Les questions de bonne gouvernance et d’Etat de droit au cœur de notre action
Les questions de bonne gouvernance et d’Etat de droit seront désormais au cœur de notre action au Sahel. Nous ne sommes pas dans cette région pour donner des leçons mais pour obtenir des résultats et appuyer les efforts des gouvernements y compris dans des domaines très sensibles, comme la lutte contre la corruption ou l’impunité. Si on veut en finir avec le terrorisme, il est indispensable en effet d’envoyer des signaux forts aux populations locales : la justice et les autres services proposés par l’Etat doivent être plus accessibles, plus efficaces que ce que proposent – ou plutôt imposent – les terroristes.
"L’État ne doit pas être vu seulement comme l’armée et la police; il faut qu’il soit un fournisseur de biens publics de base, un défenseur des droits humains, un protecteur. "

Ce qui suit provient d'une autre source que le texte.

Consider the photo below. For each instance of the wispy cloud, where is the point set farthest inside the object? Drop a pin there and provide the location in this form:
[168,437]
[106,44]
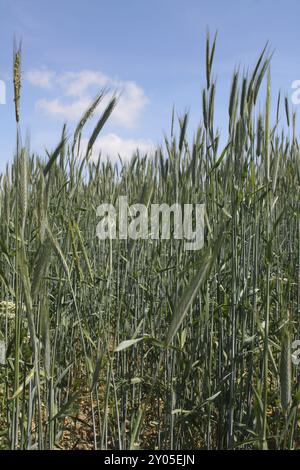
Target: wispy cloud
[75,91]
[111,146]
[41,78]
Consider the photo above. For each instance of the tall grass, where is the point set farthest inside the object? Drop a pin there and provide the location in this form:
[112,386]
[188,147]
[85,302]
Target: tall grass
[141,344]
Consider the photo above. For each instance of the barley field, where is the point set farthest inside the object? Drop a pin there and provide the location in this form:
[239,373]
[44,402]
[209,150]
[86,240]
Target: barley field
[141,344]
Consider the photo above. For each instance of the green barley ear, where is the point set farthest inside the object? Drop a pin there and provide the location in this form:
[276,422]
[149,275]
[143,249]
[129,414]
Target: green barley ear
[23,187]
[17,80]
[285,370]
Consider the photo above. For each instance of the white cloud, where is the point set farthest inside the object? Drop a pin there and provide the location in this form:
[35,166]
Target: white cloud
[111,145]
[76,91]
[65,111]
[41,78]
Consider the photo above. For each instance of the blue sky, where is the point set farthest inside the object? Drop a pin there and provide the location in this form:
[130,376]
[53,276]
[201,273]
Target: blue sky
[152,50]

L’État ne doit pas être vu seulement comme l’armée et la police; il faut qu’il soit un fournisseur de biens publics de base, un défenseur des droits humains, un protecteur. L’impunité fragilise les succès remportés sur le plan militaire; c’est pourquoi les allégations de violations des Droits de l’Homme et du Droit International Humanitaire doivent faire systématiquement l’objet d’un traitement diligent et complet. Je me réjouis à cet égard de la mise en place d’un Mécanisme d’Identification, de Suivi et d’Analyse des Dommages causés aux civils (MISAD). Le rapport de la Commission Nationale des Droits Humains (CNDH) du Niger sur les disparitions enregistrées dans la région de Tillabéry, et la collaboration des autorités maliennes avec la commission d’enquête internationale indépendante prévue par l’Accord d’Alger sont également encourageants.

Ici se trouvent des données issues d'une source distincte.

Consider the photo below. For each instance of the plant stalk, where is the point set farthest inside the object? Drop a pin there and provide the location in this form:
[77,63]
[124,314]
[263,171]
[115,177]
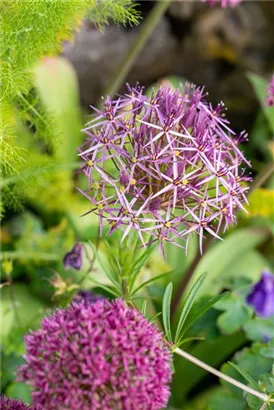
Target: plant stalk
[221,375]
[145,32]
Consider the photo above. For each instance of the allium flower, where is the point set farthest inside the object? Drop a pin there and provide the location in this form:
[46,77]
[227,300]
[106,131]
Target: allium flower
[270,93]
[87,296]
[166,166]
[7,403]
[261,298]
[222,3]
[100,355]
[74,258]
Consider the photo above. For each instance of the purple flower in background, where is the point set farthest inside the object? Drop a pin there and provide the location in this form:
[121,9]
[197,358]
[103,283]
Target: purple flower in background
[261,298]
[7,403]
[74,258]
[99,355]
[87,296]
[222,3]
[270,93]
[146,158]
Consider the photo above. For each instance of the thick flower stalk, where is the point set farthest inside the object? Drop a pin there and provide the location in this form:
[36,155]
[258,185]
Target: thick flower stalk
[270,93]
[166,166]
[98,355]
[222,3]
[7,403]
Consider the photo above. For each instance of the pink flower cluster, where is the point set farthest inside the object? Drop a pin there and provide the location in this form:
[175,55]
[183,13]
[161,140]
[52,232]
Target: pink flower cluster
[270,93]
[7,403]
[164,166]
[100,356]
[222,3]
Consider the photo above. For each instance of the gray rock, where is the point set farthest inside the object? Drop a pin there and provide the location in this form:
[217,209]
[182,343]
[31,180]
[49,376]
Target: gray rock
[95,55]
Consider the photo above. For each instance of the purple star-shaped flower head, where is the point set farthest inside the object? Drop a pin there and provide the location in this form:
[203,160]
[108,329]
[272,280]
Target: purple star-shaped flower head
[165,166]
[270,93]
[87,296]
[222,3]
[74,258]
[261,297]
[101,355]
[7,403]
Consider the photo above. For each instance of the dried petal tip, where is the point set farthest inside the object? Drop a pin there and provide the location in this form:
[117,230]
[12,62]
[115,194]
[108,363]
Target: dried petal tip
[98,356]
[222,3]
[7,403]
[270,93]
[74,258]
[261,298]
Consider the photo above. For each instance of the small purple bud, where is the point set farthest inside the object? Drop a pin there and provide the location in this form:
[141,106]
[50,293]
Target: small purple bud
[261,297]
[74,258]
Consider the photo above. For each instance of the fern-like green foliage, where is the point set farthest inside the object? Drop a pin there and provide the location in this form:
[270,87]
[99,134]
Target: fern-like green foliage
[31,30]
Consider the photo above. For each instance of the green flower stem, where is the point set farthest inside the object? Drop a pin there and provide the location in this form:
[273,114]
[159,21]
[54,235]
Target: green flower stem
[189,357]
[145,32]
[44,256]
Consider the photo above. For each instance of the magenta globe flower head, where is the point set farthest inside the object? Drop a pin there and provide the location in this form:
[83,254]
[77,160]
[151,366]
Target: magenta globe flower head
[222,3]
[270,93]
[87,296]
[74,258]
[99,355]
[7,403]
[261,297]
[164,166]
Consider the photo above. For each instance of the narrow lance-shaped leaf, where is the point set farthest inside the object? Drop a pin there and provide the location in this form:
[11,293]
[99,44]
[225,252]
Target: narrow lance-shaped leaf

Dans les mois qui viennent, notre priorité sera de définir des plans d’action nationaux devant mettre en œuvre cette nouvelle approche. Nous serons particulièrement attentifs à la situation au Mali, car la stabilité au Sahel dépend en bonne partie de celle de ce pays. Après un début encourageant, la transition civile engagée depuis septembre dernier suite au coup d’Etat d’août 2020 semble cependant marquer le pas aujourd’hui.
Au cours des prochains mois, nous relancerons aussi le débat de la mise sous Chapitre VII de la Charte des Nations Unies, de la Force conjointe du G5 afin d’en assurer un financement plus durable. Nous accroitrons aussi la coordination avec le G5 Sahel notamment sur le renforcement des capacités de sécurité et de défense des Etats du Sahel et de l’appui au retour de l’Etat sur les territoires, les piliers 2 et 3 de l’action de la Coalition Sahel, sur lesquels l’UE et ses États membres ont le lead.

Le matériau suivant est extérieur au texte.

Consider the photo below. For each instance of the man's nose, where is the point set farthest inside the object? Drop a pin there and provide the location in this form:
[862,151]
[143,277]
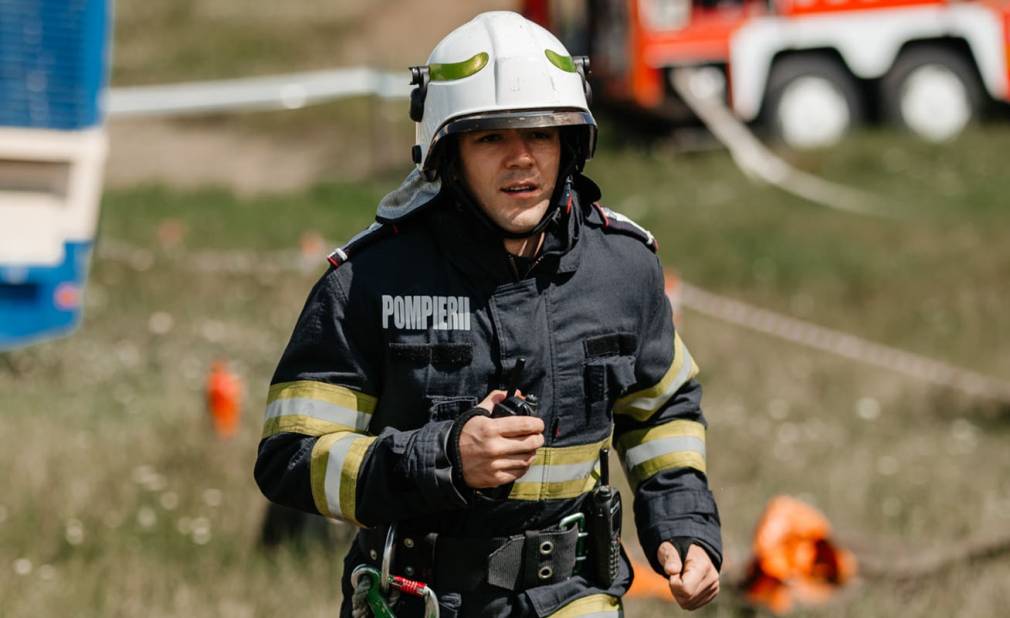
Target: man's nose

Nous pourrons, je l’espère, faire le point sur des avancées dans tous ces domaines lors du prochain sommet de la Coalition pour le Sahel qui se tiendra à Bruxelles avant l’été. Au Sahel comme ailleurs, la guerre ne se gagne pas en effet sans gagner aussi la paix. Nous avons plus que jamais une obligation de résultat dans ce domaine.